La cour d’appel de Paris s’est finalement rangée du côté de Nintendo, mais 1fichier croit fermement qu’elle s’est conformée à la lettre de la loi et dit qu’elle va faire appel de la décision. La société affirme que la loi exige que certaines preuves accompagnent un avis de retrait, mais selon la décision du tribunal, aucune n’est requise.
« Le tribunal a dit que dans le processus de l’avis, on ne peut demander aucune sorte de preuves….des preuves de droits, des preuves d’originalité (pas d’IP sans), des preuves de la contrefaçon… ça enlève tout des lois », 1fichier dit.
On ne sait pas comment l’appel se déroulera et quand, mais c’est certainement l’un des cas les plus inhabituels observés ces dernières années.

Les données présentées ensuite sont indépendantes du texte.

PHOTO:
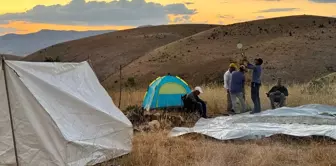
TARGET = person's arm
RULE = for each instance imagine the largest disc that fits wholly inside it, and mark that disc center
(226, 80)
(250, 66)
(192, 98)
(198, 99)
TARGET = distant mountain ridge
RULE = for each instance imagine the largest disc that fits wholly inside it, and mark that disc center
(25, 44)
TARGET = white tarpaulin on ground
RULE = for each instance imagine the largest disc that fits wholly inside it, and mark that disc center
(62, 116)
(307, 120)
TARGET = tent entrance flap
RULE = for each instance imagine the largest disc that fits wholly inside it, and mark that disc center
(165, 92)
(59, 115)
(3, 67)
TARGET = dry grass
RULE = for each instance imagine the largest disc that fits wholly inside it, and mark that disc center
(216, 97)
(156, 148)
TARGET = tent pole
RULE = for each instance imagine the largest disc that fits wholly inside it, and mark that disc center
(10, 110)
(119, 87)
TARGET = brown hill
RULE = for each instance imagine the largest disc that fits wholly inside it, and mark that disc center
(297, 48)
(110, 50)
(11, 57)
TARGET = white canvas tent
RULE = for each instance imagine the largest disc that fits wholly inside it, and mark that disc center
(61, 116)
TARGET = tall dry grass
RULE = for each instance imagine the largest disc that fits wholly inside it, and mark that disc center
(215, 96)
(157, 149)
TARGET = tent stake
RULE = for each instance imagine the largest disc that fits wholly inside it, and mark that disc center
(10, 110)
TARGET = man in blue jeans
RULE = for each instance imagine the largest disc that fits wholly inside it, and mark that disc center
(256, 83)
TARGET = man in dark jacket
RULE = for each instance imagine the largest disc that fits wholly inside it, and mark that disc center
(278, 93)
(256, 83)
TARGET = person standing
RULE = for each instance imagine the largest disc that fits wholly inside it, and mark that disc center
(256, 83)
(227, 81)
(278, 93)
(237, 88)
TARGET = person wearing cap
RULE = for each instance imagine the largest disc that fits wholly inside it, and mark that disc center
(256, 83)
(237, 89)
(199, 103)
(227, 81)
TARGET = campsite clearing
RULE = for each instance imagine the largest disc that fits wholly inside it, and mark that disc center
(156, 148)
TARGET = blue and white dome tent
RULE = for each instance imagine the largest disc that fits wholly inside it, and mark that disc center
(165, 92)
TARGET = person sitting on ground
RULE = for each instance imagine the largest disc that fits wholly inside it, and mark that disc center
(199, 103)
(237, 90)
(278, 93)
(227, 81)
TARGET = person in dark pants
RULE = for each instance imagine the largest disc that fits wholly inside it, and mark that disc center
(227, 81)
(256, 83)
(200, 104)
(278, 93)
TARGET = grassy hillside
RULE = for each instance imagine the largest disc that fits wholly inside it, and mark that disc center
(11, 57)
(110, 50)
(156, 148)
(297, 48)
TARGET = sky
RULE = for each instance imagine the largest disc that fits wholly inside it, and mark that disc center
(27, 16)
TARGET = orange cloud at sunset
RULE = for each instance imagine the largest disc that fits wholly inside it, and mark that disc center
(26, 16)
(22, 27)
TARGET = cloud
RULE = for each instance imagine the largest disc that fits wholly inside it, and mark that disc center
(224, 16)
(323, 1)
(6, 30)
(277, 10)
(122, 12)
(181, 19)
(189, 3)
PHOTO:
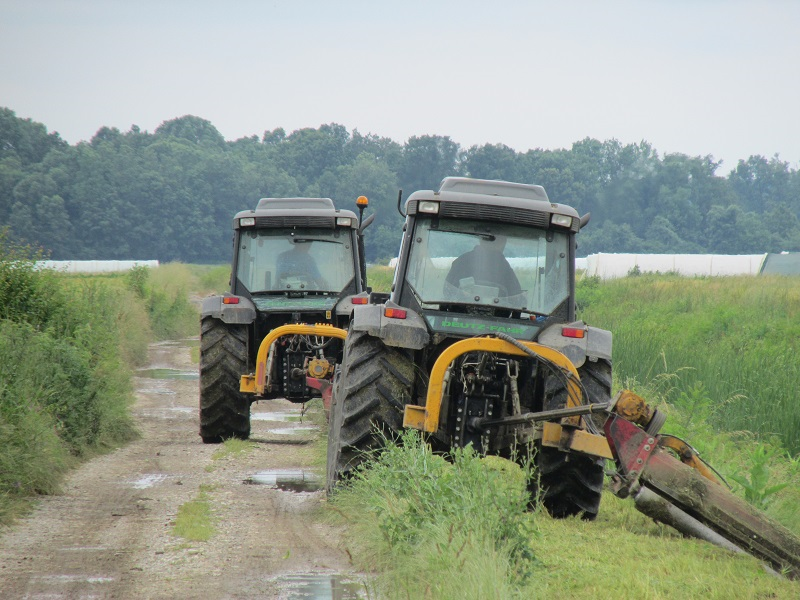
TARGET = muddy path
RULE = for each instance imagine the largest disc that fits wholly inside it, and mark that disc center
(110, 533)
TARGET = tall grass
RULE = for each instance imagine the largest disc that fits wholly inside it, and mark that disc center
(729, 345)
(379, 278)
(67, 344)
(438, 529)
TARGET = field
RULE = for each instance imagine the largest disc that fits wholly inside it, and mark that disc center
(715, 354)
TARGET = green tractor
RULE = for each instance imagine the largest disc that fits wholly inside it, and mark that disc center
(479, 333)
(298, 264)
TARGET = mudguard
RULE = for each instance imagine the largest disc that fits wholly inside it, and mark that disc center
(595, 343)
(410, 332)
(241, 313)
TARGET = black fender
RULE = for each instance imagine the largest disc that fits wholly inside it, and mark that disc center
(242, 312)
(595, 343)
(409, 332)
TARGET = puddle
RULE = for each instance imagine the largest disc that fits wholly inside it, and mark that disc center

Au moins, le différend met en évidence l’équilibre des pouvoirs entourant les allégations d’infraction. L’affirmation de 1fichier selon laquelle il reçoit chaque jour des demandes de retrait abusives montre que les notifications ne peuvent pas toujours être prises pour argent comptant. Nintendo souhaite clairement protéger ses droits et souhaite que 1fichier prenne ses revendications au pied de la lettre sous peine de poursuites judiciaires.
1fichier semble penser que ses utilisateurs devraient bénéficier du doute, ou alternativement, Nintendo peut signer sur la ligne pointillée et accepter la responsabilité en cas de problème. On ne peut s’empêcher de penser qu’il y avait quelque part dans tout cela un compromis à trouver mais ce n’est pas un cas ordinaire.
Pour ceux qui ont l’habitude de traiter avec le DMCA, cela peut sembler complètement étranger.